Questo curioso romanzo di fantascienza "a tesi" è costruito intorno a due assiomi: (1) l'aggressività è un tratto "biologicamente" maschile, e (2) questo tratto, se non sradicato dalla razza umana, tende a distruggerla attraverso l'autoritarismo di stampo fascistoide, e il conflitto fine a se stesso.
La
vicenda è ambientata in un futuro successivo di duecento anni all'Olocausto
nucleare, dal quale la civiltà sta faticosamente rinascendo grazie
a una forma di benevolo matriarcato che ha adottato la soluzione
del formicaio: alle donne spettano tutte le attività lavorative
e la gestione politica, ai troppo-aggressivi maschi spetta unicamente la
difesa delle città-stato (in stato di endemica guerra fra loro).
La
riproduzione avviene durante appositi periodi di "carnevale" in cui le
donne si accoppiano liberamente coi soldati, usciti dalla loro caserma-cittadella.
Le
bambine nate da questi accoppiamenti sono allevate nelle famiglie delle
madri, mentre tutti i bambini, passata la prima infanzia, crescono nelle
caserme, da dove possono uscire di tanto in tanto per far visita alle famiglie
d'origine; alla maggiore età possono scegliere poi se rimanere per
tutta la vita in caserma come soldati o uscirne, venendo sterilizzati e
servendo (come miti tuttofare) le matriarche.
Questo
complicato castello fra le nuvole si comprende meglio come risposta alle
distopie del "mondo
senza maschi" e del "mondo
senza donne" su cui si stava combattendo in quegli anni (il libro è
del 1988) nella narrativa fantascientifica.
Qui
il carattere deliberatamente paradossale delle distopie dei mondi basati
su un solo sesso è stemperato in una costruzione, più credibile,
nella quale si tiene conto del fatto che l'attrazione sessuale non può
essere certo sradicata a comando, come invece presumono (ridicolmente)
di poter fare tutte le distopie del "mondo senza".
L'unico neo di questo castello in aria è proprio l'omosessualità, che scompiglia il determinismo studiatissimo con cui questo formicaio super-totalitario pretende di dirigere le vite di tutti gli abitanti.
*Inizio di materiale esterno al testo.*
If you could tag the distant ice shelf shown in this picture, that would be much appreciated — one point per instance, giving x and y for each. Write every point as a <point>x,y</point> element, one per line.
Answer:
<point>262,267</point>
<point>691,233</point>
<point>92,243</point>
E allora l'autrice se ne sbarazza con una capriola: a p. 49 apprendiamo che esistono alcune donne ed anche alcuni uomini che non amano l'attività sessuale eterosessuale, per un problema "fisiologico o a volte psicologico", ma alle pp. 64-65 scopriamo anche la soluzione all'arcano: la
Il romanzo si regge anche grazie al confronto con una società anch'essa post-Olocausto ma iper-patriarcale, nella quale un cristianesimo fanatico e oscurantista tiene le donne letteralmente in schiavitù. Ovviamente è superfluo dire quale delle due società esca vincente dal confronto...
Ma
le cose non stanno come sembrano, e col proseguire della narrazione cresce
il sospetto che lo stato di costante guerra in cui si trovano le città-stato
matriarcali serva fondamentalmente a sfoltire i ranghi degli inutili,
aggressivi e irrazionali maschi.
E
alla fine si scoprirà che effettivamente le cose non stavano esattamente
come sembravano, e che in realtà è in corso un colossale
esperimento di eugenetica, e che...
Non
aggiungo altro.
Colpisce il fatto che l'autrice, nella sua ansia di tenere in piedi il suo castello basato su assiomi che non era in grado di dimostrare, si sia sbarazzata della principale contraddizione logica (l'omosessualità) facendo ricorso a un ulteriore assioma non dimostrato. Ma nella realtà una società costruita come la sua, lungi dal costituire il trionfo dei rapporti "politicamente iper-corretti" fra i sessi, concederebbe un vantaggio comparativo alle coppie omosessuali, ed ovviamente vedrebbe sfuggire di mano proprio i maschi omosessuali, che a quel punto non avrebbero più la minima necessità di tornare periodicamente fra le donne, "addolcendosi". Ecco perché la Tepper decide di eliminarli dal quadretto... e lo fa barando, cioè inventandosi "scompensi ormonali in gravidanza" che nessuno ha mai trovato nella realtà.
Il
fatto è che questa che vuole presentarsi come un'utopia positiva
si rivela, specie dopo avere appreso quale segreto nascondano gelosamente
le matriarche, una "benevola" tirannia sulla falsariga di quella di Pol-Pot,
disposta a sacrificare la vita di migliaia di persone senza batter ciglio,
"per il bene supremo della collettività" (basterà dire che
le matriarche rifiutano, nonostante la loro medicina sia assai avanzata,
visto che riescono a correggere difetti genetici in utero, di curare i
soldati feriti dopo le battaglie. Il massimo che concedono ai sofferenti
è l'eutanasia, ma niente cure, e niente antidolorifici. Le
matriarche sono quindi, semplicemente, delle sadiche naziste).
Da
questo punto di vista la Tepper ha presentato sotto luce positiva proprio
quanto paventato da alcuni maschilisti arrabbiati, che anni prima avevano
iniziato a coltivare il sotto-genere del "mondo senza maschi" descrivendolo
come un formicaio da incubo in cui a parte l'ape regina tutti gli individui
sono cloni standardizzati.
Peccato, perché di per sé il romanzo è ben costruito, ed ha anche qualche pretesa letteraria coltivata con esiti non infelici (le riscrittura delle tragedie greche antiche, recitate dalle donne nelle loro feste stravolgendole in modo da far loro rispecchiare e giustificare l'ideologia del loro matriarcato, è tutto sommato divertente, e riuscita).
Insomma,
la vicenda si regge in piedi, il progressivo disvelamento funziona, quindi
la macchina della narrazione funziona.
Sono
proprio gli assunti di partenza ad essere bacati, e a trascinare
con sé la credibilità di tutto il castello di carte edificato
poggiando su di essi.
Peccato.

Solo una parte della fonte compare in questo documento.